Para reunir los votos necesarios, el oficialismo retiró del proyecto dos de los capítulos más cuestionados: el referido a la Ley de Tierras Rurales (Capítulo III) y el que proponía modificaciones a la Ley de Manejo del Fuego (Capítulo IV). De esa manera, el Senado aprobó los capítulos I, II, V y VI de la iniciativa.

El proyecto generó un fuerte rechazo de organizaciones sociales, ambientalistas, gremios y sectores de la oposición, que incluso realizaron movilizaciones en distintos puntos del país durante el tratamiento de la iniciativa. En la ciudad de San Luis, en la tarde del jueves hubo una multitudinaria protesta.
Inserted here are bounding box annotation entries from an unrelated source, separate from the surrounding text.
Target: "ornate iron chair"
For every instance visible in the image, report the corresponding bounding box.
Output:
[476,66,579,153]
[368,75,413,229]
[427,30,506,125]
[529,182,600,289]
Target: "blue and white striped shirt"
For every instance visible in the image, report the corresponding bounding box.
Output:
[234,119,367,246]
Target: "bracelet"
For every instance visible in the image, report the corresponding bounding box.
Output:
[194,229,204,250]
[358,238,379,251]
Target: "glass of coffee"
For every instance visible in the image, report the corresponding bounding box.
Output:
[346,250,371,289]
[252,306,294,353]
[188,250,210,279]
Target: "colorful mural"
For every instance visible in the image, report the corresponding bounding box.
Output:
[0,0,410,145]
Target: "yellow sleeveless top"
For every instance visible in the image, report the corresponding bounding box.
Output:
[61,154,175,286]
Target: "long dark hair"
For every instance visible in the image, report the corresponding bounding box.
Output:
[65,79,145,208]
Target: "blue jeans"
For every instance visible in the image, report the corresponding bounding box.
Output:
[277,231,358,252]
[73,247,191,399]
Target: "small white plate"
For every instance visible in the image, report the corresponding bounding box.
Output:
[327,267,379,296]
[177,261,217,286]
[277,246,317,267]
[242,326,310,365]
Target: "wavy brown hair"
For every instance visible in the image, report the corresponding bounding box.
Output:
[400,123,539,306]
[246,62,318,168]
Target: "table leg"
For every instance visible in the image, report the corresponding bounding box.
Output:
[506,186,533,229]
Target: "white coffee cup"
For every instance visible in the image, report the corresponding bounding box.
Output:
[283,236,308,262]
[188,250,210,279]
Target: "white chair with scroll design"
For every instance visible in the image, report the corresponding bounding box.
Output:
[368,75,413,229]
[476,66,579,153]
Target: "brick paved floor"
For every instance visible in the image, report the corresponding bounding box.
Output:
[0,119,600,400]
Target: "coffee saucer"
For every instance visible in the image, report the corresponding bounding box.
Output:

Uno de los cambios que finalmente quedó fuera del proyecto era la modificación de la Ley de Manejo del Fuego. La propuesta eliminaba las restricciones que impedían cambiar el uso de los terrenos afectados por incendios, una medida que, según organizaciones ambientalistas y sectores de la oposición, podía incentivar incendios intencionales con fines inmobiliarios, agropecuarios o productivos. La legislación vigente prohíbe durante 60 años el cambio de uso de las superficies incendiadas en bosques nativos, áreas naturales protegidas y humedales, y por 30 años en zonas agrícolas, pastizales y bosques implantados, con el objetivo de desalentar las quemas deliberadas y favorecer la recuperación de los ecosistemas.

En cambio, el Senado mantuvo las modificaciones al régimen de expropiaciones. El proyecto establece que las indemnizaciones deberán calcularse sobre el valor objetivo de mercado del bien y excluye el pago por lucro cesante o ganancias hipotéticas. Además, incorpora un mecanismo de actualización por inflación e intereses hasta el momento del pago. El Gobierno sostiene que estos cambios buscan reforzar el derecho constitucional a la propiedad privada y brindar mayor previsibilidad a los propietarios frente a una eventual expropiación.

La iniciativa también introduce cambios en los procedimientos de desalojo, con el objetivo de agilizar la restitución de inmuebles ocupados ilegalmente o ante determinados incumplimientos contractuales. Para ello, reduce los plazos procesales y simplifica el trámite judicial, diferenciando la situación de los ocupantes con título o derecho reconocido de quienes ingresaron sin autorización. Mientras el oficialismo afirma que la reforma permitirá proteger con mayor rapidez el derecho de propiedad, sectores opositores advierten que podría facilitar desalojos en contextos de vulnerabilidad social.

Con la aprobación del Senado, el proyecto pasó a la Cámara de Diputados.